You are viewing a plain text version of this content. The canonical link for it is here.

Posted to users@kafka.apache.org by Péter Sinóros-Szabó <pe...@transferwise.com.INVALID> on 2021/02/09 10:48:02 UTC

Rebalancing stuck, never finishes

Hi,

I have an application running with 6 instances of it on Kubernetes. All 6
instances (pods) are the same, using the same consumer group id.
Recently we see that when the application is restarted (rolling restart on
K8s), the triggered rebalancing sometimes doesn't finish at all and the
Kafka Client stucks in rebalancing. Occasionally it finishes after 30-60
minutes, sometimes it doesn't.

If it is stuck, then if we stop the application and wait until
kafka-consumer-groups.sh doesn't show the group, and then we restart the
application, then the initial rebalancing finishes just fine and all is
good... until some hours or days later a rolling restart restarts it all
again.

I grabbed some logs from the time when it was continuously rebalancing.
Logs are mixed from 6 pods, but all pods have the same logs. (Kafka brokers
seem like running on localhost, but that's not true, traffic is routed on a
service mesh...)

2021-02-05T17:00:18.261422532Z:  fin-df8d589bd-95bsz: INFO: Camel (camel-1)
thread #2 - KafkaConsumer[topicX]:
org.apache.kafka.clients.consumer.internals.AbstractCoordinator: [Consumer
clientId=consumer-fin-3, groupId=fin] Group coordinator localhost:9204 (id:
2147482641 rack: null) is unavailable or invalid
2021-02-05T17:00:18.261454952Z:  fin-df8d589bd-95bsz: INFO: Camel (camel-1)
thread #2 - KafkaConsumer[topicX]:
org.apache.kafka.clients.consumer.internals.AbstractCoordinator: [Consumer
clientId=consumer-fin-3, groupId=fin] Rebalance failed.:
org.apache.kafka.common.errors.DisconnectException: null

2021-02-05T17:00:18.499108799Z:  fin-df8d589bd-85zf9: INFO: Camel (camel-1)
thread #42 - KafkaConsumer[topicY]:
org.apache.kafka.clients.consumer.internals.AbstractCoordinator: [Consumer
clientId=consumer-fin-43, groupId=fin] Discovered group coordinator
localhost:9204 (id: 2147482641 rack: null)
2021-02-05T17:00:18.499300612Z:  fin-df8d589bd-85zf9: INFO: Camel (camel-1)
thread #42 - KafkaConsumer[topicY]:
org.apache.kafka.clients.consumer.internals.AbstractCoordinator: [Consumer
clientId=consumer-fin-43, groupId=fin] (Re-)joining group

No more logs from Kafka Consumer, it seems that the rebalancing doesn't
finish at all, I don't see logs in any of the pods about the partition
assignments being calculated, so my _guess_ is that the rebalancing stucks
in PreparingRebalance phase and never progress from there.
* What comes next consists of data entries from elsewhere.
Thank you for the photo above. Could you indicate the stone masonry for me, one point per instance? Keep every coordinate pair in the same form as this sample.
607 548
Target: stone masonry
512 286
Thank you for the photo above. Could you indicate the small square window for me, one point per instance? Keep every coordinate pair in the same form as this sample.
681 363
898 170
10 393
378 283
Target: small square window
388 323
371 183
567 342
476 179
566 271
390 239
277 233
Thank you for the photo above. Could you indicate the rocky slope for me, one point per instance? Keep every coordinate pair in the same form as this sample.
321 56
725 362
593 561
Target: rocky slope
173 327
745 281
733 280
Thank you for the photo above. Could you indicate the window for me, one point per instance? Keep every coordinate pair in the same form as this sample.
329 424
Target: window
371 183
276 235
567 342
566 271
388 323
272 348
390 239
--- About 2 minutes 10 seconds later (sometimes I see a difference here of
1 minutes 10 seconds).

2021-02-05T17:02:29.615402388Z:  fin-df8d589bd-95bsz: INFO:
kafka-coordinator-heartbeat-thread | fin:
org.apache.kafka.clients.consumer.internals.AbstractCoordinator: [Consumer
clientId=consumer-fin-9, groupId=fin] Group coordinator localhost:9204 (id:
2147482641 rack: null) is unavailable or invalid, will attempt rediscovery
2021-02-05T17:02:29.615520075Z:  fin-df8d589bd-95bsz: INFO: Camel (camel-1)
thread #28 - KafkaConsumer[twcard.plastic.events.finance.reconciliation]:
org.apache.kafka.clients.consumer.internals.AbstractCoordinator: [Consumer
clientId=consumer-fin-29, groupId=fin] Rebalance failed.:
org.apache.kafka.common.errors.RebalanceInProgressException: The group is
rebalancing, so a rejoin is needed.

--- This last line may has a difference reason for rebalance too:
"Rebalance failed.: org.apache.kafka.common.errors.DisconnectException:
null"

2021-02-05T17:02:29.74932507Z:  fin-df8d589bd-j8mw6: INFO: Camel (camel-1)
thread #2 - KafkaConsumer[topicX]:
org.apache.kafka.clients.consumer.internals.AbstractCoordinator: [Consumer
clientId=consumer-fin-3, groupId=fin] Discovered group coordinator
localhost:9204 (id: 2147482641 rack: null)
2021-02-05T17:02:29.749488204Z:  fin-df8d589bd-j8mw6: INFO: Camel (camel-1)
thread #2 - KafkaConsumer[topicX]:
org.apache.kafka.clients.consumer.internals.AbstractCoordinator: [Consumer
clientId=consumer-fin-3, groupId=fin] (Re-)joining group

... and the same repeats forever.

Kafka Client version: 2.6.x
Kafka Broker version: 2.4.1


What can be the reason for this failing rebalance?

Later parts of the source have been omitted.